Just like the long line of women he'd had. I stepped into my little black dress as I thought of Sheila and Tamera and Evelyn, all women he'd taken to various functions and office parties. I'd been barely able to look at him as he'd placed his hand at the small of their backs. His touch never was a blatantly s****l gesture—I'd never seen him once be overtly s****l with any of them—but I wanted him to do it to me nonetheless. I'd feel the heat from his palm on my lower back and he'd guide me wherever he wanted me to go.
I wanted him with a fierceness that made me want to poke those women's eyes out with my letter opener. But I'd needed the job at Buchanan Industries to pay for my master’s program and so I kept my feelings well in check. Carter didn't know I wanted him to bend me over his desk, pull up my skirt and f**k me hard. His hand would cover my mouth so no one else could hear me coming. I didn't care about office policy. He didn't know I watched his ass every time he left Ford’s office, otherwise he'd probably report me to HR. I was just his brother’s secretary and he'd never once indicated he was the least bit interested in me. Until today.
Today, he’d touched me. Kissed my cheek. Had he been fishing for an invite to Frankie’s tonight?

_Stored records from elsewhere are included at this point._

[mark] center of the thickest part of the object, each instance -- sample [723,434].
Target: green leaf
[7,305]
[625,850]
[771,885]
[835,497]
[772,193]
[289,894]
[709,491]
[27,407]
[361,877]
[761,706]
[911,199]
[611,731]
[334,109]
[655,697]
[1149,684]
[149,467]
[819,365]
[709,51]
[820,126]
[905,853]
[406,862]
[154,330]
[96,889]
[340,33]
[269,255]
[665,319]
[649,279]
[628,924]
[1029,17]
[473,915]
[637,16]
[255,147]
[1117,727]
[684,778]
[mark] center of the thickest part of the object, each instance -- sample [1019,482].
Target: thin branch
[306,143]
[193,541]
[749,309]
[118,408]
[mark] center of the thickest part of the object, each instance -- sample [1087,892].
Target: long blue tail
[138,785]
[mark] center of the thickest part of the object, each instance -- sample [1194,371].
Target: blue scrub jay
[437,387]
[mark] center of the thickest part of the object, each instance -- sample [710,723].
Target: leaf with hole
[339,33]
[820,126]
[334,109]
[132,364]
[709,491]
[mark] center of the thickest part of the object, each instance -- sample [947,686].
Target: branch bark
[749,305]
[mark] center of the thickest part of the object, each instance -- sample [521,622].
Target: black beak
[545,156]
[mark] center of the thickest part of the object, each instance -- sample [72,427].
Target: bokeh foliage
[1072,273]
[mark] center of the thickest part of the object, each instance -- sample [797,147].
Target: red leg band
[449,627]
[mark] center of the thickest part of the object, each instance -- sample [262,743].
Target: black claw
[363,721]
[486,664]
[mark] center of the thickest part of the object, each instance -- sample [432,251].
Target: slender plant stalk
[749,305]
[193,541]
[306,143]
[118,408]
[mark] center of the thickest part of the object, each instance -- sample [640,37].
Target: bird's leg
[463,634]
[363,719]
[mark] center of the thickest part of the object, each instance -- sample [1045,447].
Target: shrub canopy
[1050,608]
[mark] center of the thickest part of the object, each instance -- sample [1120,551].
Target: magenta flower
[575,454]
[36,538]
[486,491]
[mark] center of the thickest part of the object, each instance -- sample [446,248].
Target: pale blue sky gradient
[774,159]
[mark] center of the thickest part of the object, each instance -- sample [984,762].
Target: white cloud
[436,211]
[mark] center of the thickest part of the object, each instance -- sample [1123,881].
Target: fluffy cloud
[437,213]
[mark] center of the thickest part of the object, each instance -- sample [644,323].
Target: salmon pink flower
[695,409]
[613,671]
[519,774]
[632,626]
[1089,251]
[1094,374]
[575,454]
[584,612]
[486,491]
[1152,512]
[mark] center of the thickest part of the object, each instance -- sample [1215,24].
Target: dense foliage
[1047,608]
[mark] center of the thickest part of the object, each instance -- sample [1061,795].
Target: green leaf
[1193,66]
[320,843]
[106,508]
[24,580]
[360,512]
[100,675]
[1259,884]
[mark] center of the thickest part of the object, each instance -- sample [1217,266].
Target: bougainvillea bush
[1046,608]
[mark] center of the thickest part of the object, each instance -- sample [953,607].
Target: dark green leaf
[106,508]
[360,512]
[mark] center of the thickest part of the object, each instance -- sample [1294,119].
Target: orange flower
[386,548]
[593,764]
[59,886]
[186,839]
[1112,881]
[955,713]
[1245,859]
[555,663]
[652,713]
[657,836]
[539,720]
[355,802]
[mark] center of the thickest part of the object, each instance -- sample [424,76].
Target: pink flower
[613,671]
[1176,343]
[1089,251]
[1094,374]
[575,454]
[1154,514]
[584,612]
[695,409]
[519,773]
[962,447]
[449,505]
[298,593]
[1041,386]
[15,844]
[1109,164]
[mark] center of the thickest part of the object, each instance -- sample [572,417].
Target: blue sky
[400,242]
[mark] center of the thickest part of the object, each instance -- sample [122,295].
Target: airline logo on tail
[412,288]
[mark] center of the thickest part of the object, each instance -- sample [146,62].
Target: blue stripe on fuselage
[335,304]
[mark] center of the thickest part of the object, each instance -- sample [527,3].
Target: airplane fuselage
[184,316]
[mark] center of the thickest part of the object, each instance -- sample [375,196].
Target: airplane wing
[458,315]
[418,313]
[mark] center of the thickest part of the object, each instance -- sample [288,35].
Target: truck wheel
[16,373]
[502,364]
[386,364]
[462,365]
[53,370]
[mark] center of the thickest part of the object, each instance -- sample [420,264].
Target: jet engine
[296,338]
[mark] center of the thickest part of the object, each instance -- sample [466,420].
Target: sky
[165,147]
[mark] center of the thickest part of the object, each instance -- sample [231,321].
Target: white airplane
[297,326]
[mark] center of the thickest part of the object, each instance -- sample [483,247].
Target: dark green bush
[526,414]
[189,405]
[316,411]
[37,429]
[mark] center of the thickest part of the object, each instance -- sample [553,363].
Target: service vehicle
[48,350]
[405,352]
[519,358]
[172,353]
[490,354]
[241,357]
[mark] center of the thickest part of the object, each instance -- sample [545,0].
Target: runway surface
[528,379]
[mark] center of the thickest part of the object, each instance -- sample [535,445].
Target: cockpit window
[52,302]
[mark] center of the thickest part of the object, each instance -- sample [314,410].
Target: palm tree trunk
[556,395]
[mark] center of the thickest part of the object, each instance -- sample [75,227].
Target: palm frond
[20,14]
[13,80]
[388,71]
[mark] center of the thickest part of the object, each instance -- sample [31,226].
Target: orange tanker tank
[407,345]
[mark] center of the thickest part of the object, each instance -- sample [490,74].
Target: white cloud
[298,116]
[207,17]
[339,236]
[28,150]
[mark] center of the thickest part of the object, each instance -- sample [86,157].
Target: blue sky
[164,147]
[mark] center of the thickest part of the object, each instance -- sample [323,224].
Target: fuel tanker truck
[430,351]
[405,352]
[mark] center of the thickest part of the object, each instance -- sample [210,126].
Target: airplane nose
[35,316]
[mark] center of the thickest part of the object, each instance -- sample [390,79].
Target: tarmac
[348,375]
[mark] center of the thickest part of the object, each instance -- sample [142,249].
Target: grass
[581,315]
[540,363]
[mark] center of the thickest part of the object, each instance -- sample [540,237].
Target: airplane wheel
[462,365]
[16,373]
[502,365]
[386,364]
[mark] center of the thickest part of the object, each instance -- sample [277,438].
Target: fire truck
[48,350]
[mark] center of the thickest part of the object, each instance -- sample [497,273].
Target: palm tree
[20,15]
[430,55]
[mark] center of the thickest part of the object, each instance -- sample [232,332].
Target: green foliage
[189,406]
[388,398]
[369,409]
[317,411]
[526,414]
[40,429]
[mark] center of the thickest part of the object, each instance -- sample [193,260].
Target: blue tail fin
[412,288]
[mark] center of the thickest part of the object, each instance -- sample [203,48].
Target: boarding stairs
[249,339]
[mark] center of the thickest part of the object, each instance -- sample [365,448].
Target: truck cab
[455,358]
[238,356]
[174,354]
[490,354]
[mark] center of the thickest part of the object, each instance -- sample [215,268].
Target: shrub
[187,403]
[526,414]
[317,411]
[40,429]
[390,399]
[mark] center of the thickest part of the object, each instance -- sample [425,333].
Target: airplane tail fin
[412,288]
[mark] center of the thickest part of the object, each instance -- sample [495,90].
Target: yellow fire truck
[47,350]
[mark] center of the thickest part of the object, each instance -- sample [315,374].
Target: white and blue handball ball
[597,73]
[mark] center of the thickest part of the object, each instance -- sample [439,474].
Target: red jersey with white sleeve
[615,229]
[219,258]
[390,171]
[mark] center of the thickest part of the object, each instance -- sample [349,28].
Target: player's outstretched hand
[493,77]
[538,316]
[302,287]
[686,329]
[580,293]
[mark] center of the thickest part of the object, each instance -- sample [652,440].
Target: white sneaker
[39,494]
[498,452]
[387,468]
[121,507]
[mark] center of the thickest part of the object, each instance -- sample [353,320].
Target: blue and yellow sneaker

“Shut up, woman. You’re losing it.” I scolded myself in the silence of my bedroom. Carter Buchanan was a billionaire. A sexy, arrogant, hard-nosed businessman. He’d never in a million years be interested in a stupid virgin like me. But if he offered, would I give it to him? Would I let him punch my V card and just be another woman in his long line of them?
Hell, yes.
As I slipped into my heels, I knew it didn't matter. I was leaving the company anyway. Sure, being Ford’s secretary was interesting, and good experience, but I hadn’t gone to school for six f*****g years to answer the phone and keep a man’s schedule. No, I’d gotten the call just the day before, a position at a new company in their finance department. All mine. Three times the pay and half the overtime. My final interview with the CEO was tomorrow, but they’d already offered me the job.
In fact, I’d already given Ford my two-weeks notice. One more week, and I was out.
No more making copies and getting coffee. I’d have my own office with an admin assistant working for me. No more Tuesday and Thursday morning meetings with Carter Buchanan. No more sitting across from him ignoring that sexy as hell cologne.
No more Carter.
I walked to the dresser and put my favorite diamond stud earrings in as I scolded myself. “It’s for the best, Emma. You can’t have him. It’s time to move on.”
No. More. Carter.
I couldn't stand to see another picture of him with a gorgeous woman on his arm. I had to give up the dream that he'd ever want me, that he thought of me as anything more than an employee. And so I was thankful for the change my new job would bring. I'd let this ridiculous obsession with Carter go and move on with my life.
Starting tonight. First, I'd find a guy who wanted a good time. In a couple weeks, I'd start my new job as a full-fledged, experienced woman and finally be free of my obsession with Carter Buchanan.